This is the question being asked by Fighting Monsters today in an excellent blog well worth a read.

Along with many social workers Fighting Monsters wonders how a stretched social care system along with personalisation is helping less engaging client groups at a time of cuts, particularly those without anyone to advocate for them leaving them with "the same 'old style' service delivery model of the cheapest agencies providing poor quality care by rushed carers on minimum wage; questions we've also pondered.

This powerful quote says it all I think.

"It's unfortunate that the agenda has sprung into life at a time when cuts are at the front of our communal minds.

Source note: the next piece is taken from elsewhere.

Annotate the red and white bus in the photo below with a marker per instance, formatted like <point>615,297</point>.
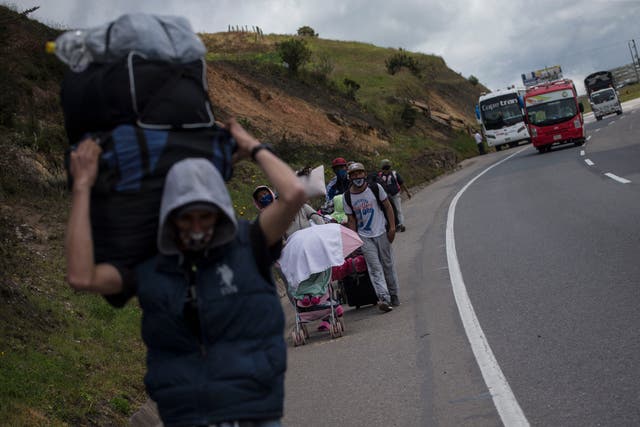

It has become too easy to see personal budgets and cuts in the same sentence when they were never meant to be.

"The truth is that the whole system is failing those who need the support, advocacy and choice the most."

Fighting Monsters makes the point that she was a great fan of personal budgets as they did produce great results, but now she thinks it is "even more exclusive and inequitable than the previous system," with no-one seemingly listening to concerns and criticisms, she says.

She cites research published by the Social Care Institute for Excellence, which she says that that key to the successful implementation of a personal budget - for older people and those with mental health problems - is information and the involvement of a professional.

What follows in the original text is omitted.